The game we play at work. The one who drives everyone out of the bathroom wins. The Olfatix Toilet Odor Neutralizer is the perfect prize, for the rest of us.
@hchavers No courtesy flushes at work?
@hchavers @heartny How much is it worth to you? Bidding starts at $1.
And that, boys and girls, is how you “innovate” and “transform” a revenue-neutral activity into a revenue-positive opportunity. And a tour de force demonstration of free market economics. The more offensive and destructive your actions are, the more money you make.
You can read more in-depth treatises on the subject in my books:
and
I don’t get paid for it at home.
I only drink coffee when I’m at the office, so…
I teach at a very small college, so the probability of pooping next to one of my students always gives me pause.
@jakeline I can say they’re probably just as uncomfortable with the idea of pooping next to a teacher/professor
@jakeline @JoetatoChip or maybe they don’t give a …
@jakeline That sounds like sweet revenge for their lack of enthusiasm during lecture.
Pretty much impossible for me…
I have to use a toilet with a bidet or extra wide (I.e Handicap toilet)
not because I’m too lazy to wipe but previous injuries to my back and shoulders makes it pretty much impossible to give a decent clean so I do what I can and finish with the bidet and just hope when I’m
Out and about I won’t have to go.
@ConcealedPsycho Ok, that sounds like a significant constraint. But consider! Where I work the toilet paper is cheap, sandpapery 2-ply.
Been there, done that, bought the Poo-Pourri.
I work in a c-store distribution center. There is one employee that likes to run to the bathroom and spend quite a bit of time there, so he doesn’t have to pick another order, at the end of the night, or avoid picking certain orders.
In order to have a little fun with it, and keep the guys in good humpor, towards the end of the night, I have been yelling out, “IT’S POOPY TIME!”
Not me, but my bro used to work at a full service gas/tire joint. Apparently this is a common prank when poopin’ at those places.
@medz I see the guy had a l’il “reading material” in there.
“There I was on the captain’s chair when the enemy made its presence known… I launched a sewer torpedo, then wiped out the klingons…”
A coworker observed that if you’re desperate for a stall, head for this particular restroom. People don’t linger there because it has terrible wifi.

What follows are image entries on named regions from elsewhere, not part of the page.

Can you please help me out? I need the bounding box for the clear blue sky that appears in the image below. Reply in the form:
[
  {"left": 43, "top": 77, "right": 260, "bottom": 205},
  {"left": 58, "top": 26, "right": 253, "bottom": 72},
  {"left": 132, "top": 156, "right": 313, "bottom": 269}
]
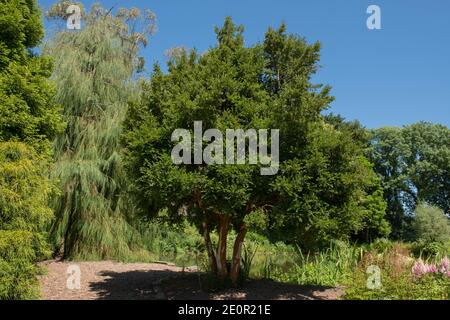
[{"left": 38, "top": 0, "right": 450, "bottom": 128}]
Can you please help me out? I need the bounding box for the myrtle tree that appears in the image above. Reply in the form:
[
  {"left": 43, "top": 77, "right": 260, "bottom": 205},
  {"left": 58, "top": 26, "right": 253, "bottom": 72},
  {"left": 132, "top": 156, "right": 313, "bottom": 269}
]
[{"left": 124, "top": 18, "right": 383, "bottom": 285}]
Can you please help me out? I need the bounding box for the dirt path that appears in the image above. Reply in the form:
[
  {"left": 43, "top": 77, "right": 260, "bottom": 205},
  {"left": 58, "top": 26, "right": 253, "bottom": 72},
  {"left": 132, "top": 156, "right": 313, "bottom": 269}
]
[{"left": 39, "top": 261, "right": 341, "bottom": 300}]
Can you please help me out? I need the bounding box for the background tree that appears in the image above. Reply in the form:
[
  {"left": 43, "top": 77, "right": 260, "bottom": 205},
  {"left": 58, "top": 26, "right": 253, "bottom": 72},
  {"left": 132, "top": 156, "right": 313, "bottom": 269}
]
[
  {"left": 124, "top": 18, "right": 383, "bottom": 285},
  {"left": 46, "top": 1, "right": 154, "bottom": 259},
  {"left": 369, "top": 122, "right": 450, "bottom": 239}
]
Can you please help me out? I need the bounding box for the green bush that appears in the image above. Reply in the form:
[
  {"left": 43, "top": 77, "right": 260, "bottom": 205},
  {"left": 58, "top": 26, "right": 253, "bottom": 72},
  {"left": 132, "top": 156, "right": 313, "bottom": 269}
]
[
  {"left": 0, "top": 142, "right": 54, "bottom": 299},
  {"left": 343, "top": 243, "right": 450, "bottom": 300},
  {"left": 0, "top": 230, "right": 46, "bottom": 300}
]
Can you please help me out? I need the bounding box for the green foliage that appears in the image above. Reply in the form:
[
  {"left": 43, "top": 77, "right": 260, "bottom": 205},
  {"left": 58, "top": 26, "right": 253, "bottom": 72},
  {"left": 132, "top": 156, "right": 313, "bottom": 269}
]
[
  {"left": 368, "top": 122, "right": 450, "bottom": 239},
  {"left": 124, "top": 18, "right": 389, "bottom": 284},
  {"left": 0, "top": 142, "right": 55, "bottom": 299},
  {"left": 343, "top": 244, "right": 450, "bottom": 300},
  {"left": 0, "top": 230, "right": 40, "bottom": 300},
  {"left": 270, "top": 241, "right": 362, "bottom": 286},
  {"left": 413, "top": 204, "right": 450, "bottom": 244},
  {"left": 45, "top": 6, "right": 156, "bottom": 259},
  {"left": 0, "top": 0, "right": 63, "bottom": 299},
  {"left": 0, "top": 0, "right": 63, "bottom": 156},
  {"left": 412, "top": 203, "right": 450, "bottom": 257}
]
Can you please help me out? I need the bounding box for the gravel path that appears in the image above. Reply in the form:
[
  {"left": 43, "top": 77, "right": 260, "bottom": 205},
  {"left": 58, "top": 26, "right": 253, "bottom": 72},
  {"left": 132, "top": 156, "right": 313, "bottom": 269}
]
[
  {"left": 40, "top": 261, "right": 341, "bottom": 300},
  {"left": 40, "top": 261, "right": 182, "bottom": 300}
]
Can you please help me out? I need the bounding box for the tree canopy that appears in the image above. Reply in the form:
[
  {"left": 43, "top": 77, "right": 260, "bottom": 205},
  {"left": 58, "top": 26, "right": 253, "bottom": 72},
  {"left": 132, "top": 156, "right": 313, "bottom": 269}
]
[{"left": 124, "top": 18, "right": 389, "bottom": 284}]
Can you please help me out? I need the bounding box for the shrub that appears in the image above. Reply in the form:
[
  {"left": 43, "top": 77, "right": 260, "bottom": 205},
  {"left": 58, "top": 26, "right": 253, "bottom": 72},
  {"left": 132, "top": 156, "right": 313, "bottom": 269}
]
[
  {"left": 0, "top": 230, "right": 47, "bottom": 300},
  {"left": 0, "top": 142, "right": 54, "bottom": 299},
  {"left": 344, "top": 244, "right": 450, "bottom": 300}
]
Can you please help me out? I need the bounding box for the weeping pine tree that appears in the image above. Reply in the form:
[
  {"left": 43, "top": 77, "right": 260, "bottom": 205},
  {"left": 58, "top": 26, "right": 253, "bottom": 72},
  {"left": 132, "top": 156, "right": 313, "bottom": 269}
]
[{"left": 46, "top": 2, "right": 154, "bottom": 259}]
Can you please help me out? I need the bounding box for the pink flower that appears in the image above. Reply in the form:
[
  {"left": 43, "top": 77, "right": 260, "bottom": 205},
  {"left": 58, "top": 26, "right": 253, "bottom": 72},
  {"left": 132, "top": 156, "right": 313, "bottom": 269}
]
[
  {"left": 439, "top": 257, "right": 450, "bottom": 273},
  {"left": 412, "top": 259, "right": 428, "bottom": 277},
  {"left": 426, "top": 264, "right": 437, "bottom": 273}
]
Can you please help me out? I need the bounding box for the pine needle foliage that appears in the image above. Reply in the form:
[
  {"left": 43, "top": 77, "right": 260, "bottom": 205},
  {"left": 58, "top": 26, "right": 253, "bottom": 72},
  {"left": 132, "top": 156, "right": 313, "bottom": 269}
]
[{"left": 46, "top": 6, "right": 155, "bottom": 259}]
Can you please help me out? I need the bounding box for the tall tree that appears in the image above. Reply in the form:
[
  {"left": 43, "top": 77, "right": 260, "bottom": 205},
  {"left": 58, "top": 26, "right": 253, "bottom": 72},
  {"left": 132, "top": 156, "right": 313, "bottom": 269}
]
[
  {"left": 124, "top": 18, "right": 386, "bottom": 285},
  {"left": 0, "top": 0, "right": 63, "bottom": 300},
  {"left": 46, "top": 1, "right": 154, "bottom": 258}
]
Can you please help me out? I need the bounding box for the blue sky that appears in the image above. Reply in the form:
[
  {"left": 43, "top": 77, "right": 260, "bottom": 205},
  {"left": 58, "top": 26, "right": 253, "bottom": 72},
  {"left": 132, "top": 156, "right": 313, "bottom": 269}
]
[{"left": 38, "top": 0, "right": 450, "bottom": 128}]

I don’t have any weird hangups about public bathrooms. I don’t even use a seat protector. Exception, airports and dive bars.
Got to have the bidet unless an absolute emergency.
I got a bidet at home now and when I have to poop at work, it feels like I am punishing my bum.
it depends if you’re hourly or salary
Poop at work? No way.
One needs a full load to do a proper job of crop dusting your co-workers.